The Nevada Independent: ‘One big beautiful bill’ would batter rural hospital finances, researchers say

  • Cuts to Medicaid and other federal health programs proposed in President Donald Trump’s budget plan would rapidly push more than 300 financially struggling rural hospitals toward a fiscal cliff, according to researchers who track the facilities’ finances.
  • Trump’s budget plan, dubbed the “One Big Beautiful Bill Act,” contains nearly $700 billion in Medicaid cuts, according to the nonpartisan Congressional Budget Office. House Republicans passed the bill in late May, and it now awaits Senate consideration.
  • The proposed cuts to Medicaid raise the stakes for rural hospitals nationwide, many of which already operate on razor-thin, if not negative, margins. Diminished reimbursements from the state-federal health insurance program for those with low incomes or disabilities would further erode hospitals’ ability to stay open and maintain services for their communities — populations with more severe health needs than their urban counterparts.
  • “It’s very clear that Medicaid cuts will result in rural hospital closures,” said Alan Morgan, CEO of the National Rural Health Association, a nonprofit advocacy and research organization.

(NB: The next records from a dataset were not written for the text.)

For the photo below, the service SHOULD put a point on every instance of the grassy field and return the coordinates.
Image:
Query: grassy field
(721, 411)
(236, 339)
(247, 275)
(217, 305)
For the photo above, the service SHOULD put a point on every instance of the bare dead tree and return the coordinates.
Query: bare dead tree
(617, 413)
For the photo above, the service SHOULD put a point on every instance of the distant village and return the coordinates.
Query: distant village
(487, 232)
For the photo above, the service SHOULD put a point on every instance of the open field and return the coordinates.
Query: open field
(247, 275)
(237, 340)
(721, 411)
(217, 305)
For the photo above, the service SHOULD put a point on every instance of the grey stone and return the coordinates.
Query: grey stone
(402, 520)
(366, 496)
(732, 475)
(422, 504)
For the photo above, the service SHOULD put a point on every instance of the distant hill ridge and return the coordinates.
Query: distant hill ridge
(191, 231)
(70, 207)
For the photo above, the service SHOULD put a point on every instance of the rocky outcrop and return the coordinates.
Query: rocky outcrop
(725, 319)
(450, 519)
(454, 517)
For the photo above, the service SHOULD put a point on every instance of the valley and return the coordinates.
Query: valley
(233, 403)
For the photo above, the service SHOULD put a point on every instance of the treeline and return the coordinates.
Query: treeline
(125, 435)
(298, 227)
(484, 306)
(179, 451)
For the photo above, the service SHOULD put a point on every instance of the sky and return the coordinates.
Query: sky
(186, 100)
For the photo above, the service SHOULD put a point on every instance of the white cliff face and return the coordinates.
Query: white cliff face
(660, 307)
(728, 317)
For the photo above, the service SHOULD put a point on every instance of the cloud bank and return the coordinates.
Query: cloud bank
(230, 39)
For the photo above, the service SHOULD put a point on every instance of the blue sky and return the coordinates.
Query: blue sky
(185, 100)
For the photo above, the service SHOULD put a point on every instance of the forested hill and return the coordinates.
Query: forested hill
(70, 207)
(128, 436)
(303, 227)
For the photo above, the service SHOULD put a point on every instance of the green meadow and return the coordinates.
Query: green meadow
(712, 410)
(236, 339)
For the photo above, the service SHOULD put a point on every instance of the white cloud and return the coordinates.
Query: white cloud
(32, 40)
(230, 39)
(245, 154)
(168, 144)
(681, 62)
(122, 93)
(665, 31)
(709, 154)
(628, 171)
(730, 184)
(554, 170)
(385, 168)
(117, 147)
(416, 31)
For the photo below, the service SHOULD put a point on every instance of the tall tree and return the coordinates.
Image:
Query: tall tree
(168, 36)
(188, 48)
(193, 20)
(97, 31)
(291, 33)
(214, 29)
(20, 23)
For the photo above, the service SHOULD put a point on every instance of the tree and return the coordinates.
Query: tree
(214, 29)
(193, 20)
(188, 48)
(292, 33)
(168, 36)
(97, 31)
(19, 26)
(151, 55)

  • Hospitals that do stay afloat likely will do so by cutting services that are particularly dependent on Medicaid reimbursements, such as labor and delivery units, mental health care and emergency rooms. Obstetric services are among the most expensive and are being eliminated by a growing number of rural hospitals, expanding the areas that lack nearby maternity or labor and delivery care. Iowa, Texas and Minnesota had the most rural obstetrics service closures between 2011 and 2023, according to the health analytics and consulting firm Chartis, which also studies rural hospital finances.
  • Nearly half of rural hospitals are operating in the red and 432 are vulnerable to closure. Medicaid cuts would push them further into financial peril.
  • That vulnerability stems at least partly from rural Americans’ being more likely to depend on Medicaid than the general population. For instance, nearly 50 percent of rural births are covered by the program, compared with 41 percent of births overall. But Medicaid covers only about half of what private insurance reimburses for childbirth-related services. Rural health systems have been struggling to meet the needs of their communities without the cuts to Medicaid, which brings in $12.2 billion, or nearly 10 percent of rural hospital net revenue, according to a Chartis report from May.
  • Hospitals in rural areas would collectively lose more than $1.8 billion with a 15 percent cut to Medicaid. That loss in revenue is roughly equivalent to 21,000 full-time hospital employees’ salaries.